Chilean voters have rejected a new constitution that would have legalized abortion and made other progressive changes to the country’s laws.
According to the Associated Press, after 96 percent of the vote was counted Sunday night, nearly 62 percent voted to reject the proposed constitution. The constitution consisted of 388 articles that would enshrine many progressive ideals, including universal healthcare, gender parity among government members, and stricter environmental regulations.
However, one element of the proposed constitution attracted the most attention: national legalization of abortion. According to Reuters, the Chilean Assembly voted on March 16 to include abortion rights in the new constitution in the week after a massive women’s march in Santiago.

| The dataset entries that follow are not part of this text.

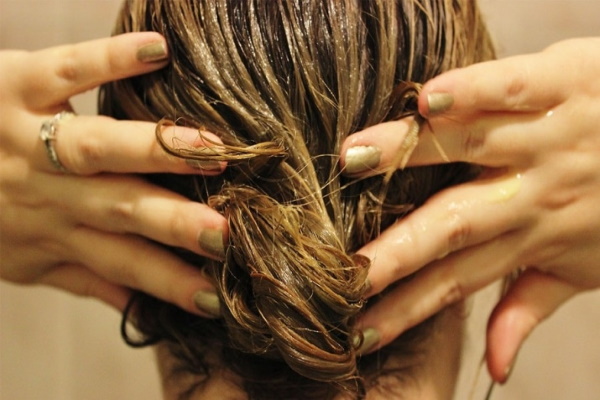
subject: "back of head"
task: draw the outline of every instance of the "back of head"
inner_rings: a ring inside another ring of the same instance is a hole
[[[202,127],[224,143],[214,154],[163,144],[182,157],[228,161],[218,177],[151,177],[209,203],[230,225],[224,263],[182,253],[214,279],[222,319],[137,297],[134,321],[149,341],[169,343],[179,371],[201,384],[226,368],[251,398],[269,399],[360,397],[381,373],[385,352],[355,351],[369,261],[352,254],[470,169],[357,180],[341,176],[336,154],[352,132],[415,113],[417,83],[492,56],[473,3],[125,3],[117,32],[162,33],[171,63],[105,86],[102,111]],[[402,351],[415,351],[423,332],[398,339]]]

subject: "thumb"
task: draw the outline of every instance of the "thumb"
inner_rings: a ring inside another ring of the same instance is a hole
[[[495,381],[506,382],[525,339],[579,290],[535,269],[527,270],[514,282],[488,322],[486,359]]]

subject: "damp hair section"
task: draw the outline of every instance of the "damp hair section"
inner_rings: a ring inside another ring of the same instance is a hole
[[[170,64],[104,85],[100,110],[156,122],[158,143],[176,157],[226,161],[219,176],[147,178],[209,204],[230,233],[222,262],[171,249],[213,280],[222,318],[137,293],[124,320],[141,337],[124,336],[160,343],[167,377],[192,377],[181,398],[222,371],[248,399],[362,399],[394,386],[387,377],[410,382],[436,318],[359,356],[356,320],[377,297],[365,299],[370,260],[355,252],[476,169],[357,179],[344,176],[338,154],[353,132],[416,116],[420,84],[493,57],[475,2],[126,1],[115,33],[148,30],[165,36]],[[170,124],[223,144],[207,152],[165,141]]]

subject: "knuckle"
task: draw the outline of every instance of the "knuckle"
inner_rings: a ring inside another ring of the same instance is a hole
[[[67,46],[63,48],[61,51],[61,62],[56,67],[56,76],[68,82],[76,82],[80,73],[75,47]]]
[[[107,218],[117,231],[130,232],[136,215],[134,202],[119,201],[109,205]]]
[[[467,297],[468,291],[465,286],[456,278],[450,277],[446,280],[447,286],[443,296],[440,298],[440,309],[456,303]]]
[[[448,252],[462,249],[471,236],[472,227],[458,211],[451,210],[447,216]]]
[[[88,174],[100,170],[105,157],[105,146],[93,135],[77,135],[76,151],[65,160],[67,168],[79,174]],[[69,164],[69,161],[71,164]]]
[[[465,132],[462,141],[462,153],[466,160],[478,160],[481,158],[485,146],[485,135],[477,129],[469,129]]]
[[[523,105],[523,94],[529,79],[523,69],[516,69],[507,76],[507,81],[504,83],[504,101],[507,108],[518,110]]]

Currently, abortion is legal in Chile only when the mother’s life is in danger, when the fetus would not survive the pregnancy, or during the first 12 weeks when the fetus is the product of rape. These exceptions were made in 2017; Before this year, there were no exceptions to the abortion ban in the country.
Although the provision was included in the new constitution, a bill to expand access to abortion in the country failed to pass Chile’s Congress in November 2021, according to Reuters.
Abortion is not popular among Chilean citizens. An August 2021 poll by South American market research firm Cadem found that support for a proposed law that would decriminalize abortion in the first 14 weeks of pregnancy was increasing, but only 46 percent backed the law — not even half. In contrast, 52 percent opposed the proposal and 2 percent did not know. The poll showed that the bill was most popular among people aged 18 to 34, with 57 percent in favor.
This is an evolving story and will be updated with more information as it becomes available.